How to install and configure SSH server on RHEL 7
Setting up a SSH server is one of the most common tasks a system administrator has to do and must know how to do. It is a simple thing to do indeed, but configuring and securing a SSH server is another matter. Let’s learn the basics.
So what is SSH?
If you’re asking this, well you’re not in the right place. Before you go and configure a server, you should understand how SSH works and how to use its client. You can wait forever to learn a fundamental skill, or do it now reading this post.
Install SSH serverTo commence you must install the SSH server (and client). There are many servers that you can choose from, but today we’re going to install OpenSSH, probably the most popular one.

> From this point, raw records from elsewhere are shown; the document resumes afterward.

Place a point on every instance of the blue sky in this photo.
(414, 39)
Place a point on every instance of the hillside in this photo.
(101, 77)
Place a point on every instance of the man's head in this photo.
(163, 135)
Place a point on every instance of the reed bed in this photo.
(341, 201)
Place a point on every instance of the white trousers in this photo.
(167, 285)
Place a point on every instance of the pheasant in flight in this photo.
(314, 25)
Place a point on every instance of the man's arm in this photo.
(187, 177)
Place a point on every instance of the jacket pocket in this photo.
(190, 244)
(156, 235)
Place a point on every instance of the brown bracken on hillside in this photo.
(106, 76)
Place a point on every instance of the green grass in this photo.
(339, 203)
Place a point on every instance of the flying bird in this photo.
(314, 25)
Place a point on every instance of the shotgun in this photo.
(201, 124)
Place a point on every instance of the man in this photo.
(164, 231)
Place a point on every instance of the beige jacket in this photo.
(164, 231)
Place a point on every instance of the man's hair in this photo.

# yum install -y openssh-server openssh-clients
If everything goes well, you will have a SSH server installed and a key for the host configured. Next thing is to enable and start the service using systemd. And next is opening the appropriate firewall port. I assume you’re using firewalld instead of iptables.
# systemctl start sshd # systemctl enable sshd # firewall-cmd --permanent --add-service ssh # firewall-cmd --reload
This ensures the SSH server is loaded and started at boot time, and start it right now. Ok, end of the story. It can indeed work like this, but you should also take a few minutes to configure your new SSH server. First you should familiarize with the configuration folder: /etc/ssh . You will find a few files inside this folder, the configuration of the server resides however in the sshd_config file.
Configuring SSH server
There are many many configuration options, we’ll cover the most important ones.
Port 22 # Tells sshd to listen on the port AddressFamily any # Listen on IPv4 or IPv6 only or both ListenAddress 0.0.0.0 # Listen on the address specified, can use both IPv4 and IPv6 PermitRootLogin no # Allow root to use ssh, it should always be set to no MaxAuthTries 6 # Defines the number of tries allowed during login MaxSessions 10 # Defines the maximum number of simultaneous connections PubkeyAuthentication yes # If set to yes enables the use of public key authentication PasswordAuthentication yes # This will enforce key-based if set to no and ask passwords if set to yes
This is by no mean a complete list, but shows you the most used (and important) options. If you’re willing here’s the complete list. Be sure to reload sshd for the changes to take effect
# systemctl reload sshd
Also, changing the port or the address will require a restart of the SSH server.
You now know how to install and modify the basic configuration of OpenSSH server, but there are quite a few things we didn’t mention: e.g. if you wanted to change the port on which SSH listens you should change the Port option, however that wouldn’t be enough. You must inform the firewall in order for that to work (if enabled), and if it is enabled also SELinux. Since these are quite advanced things and go beyond the scope of the article itself, we won’t address them.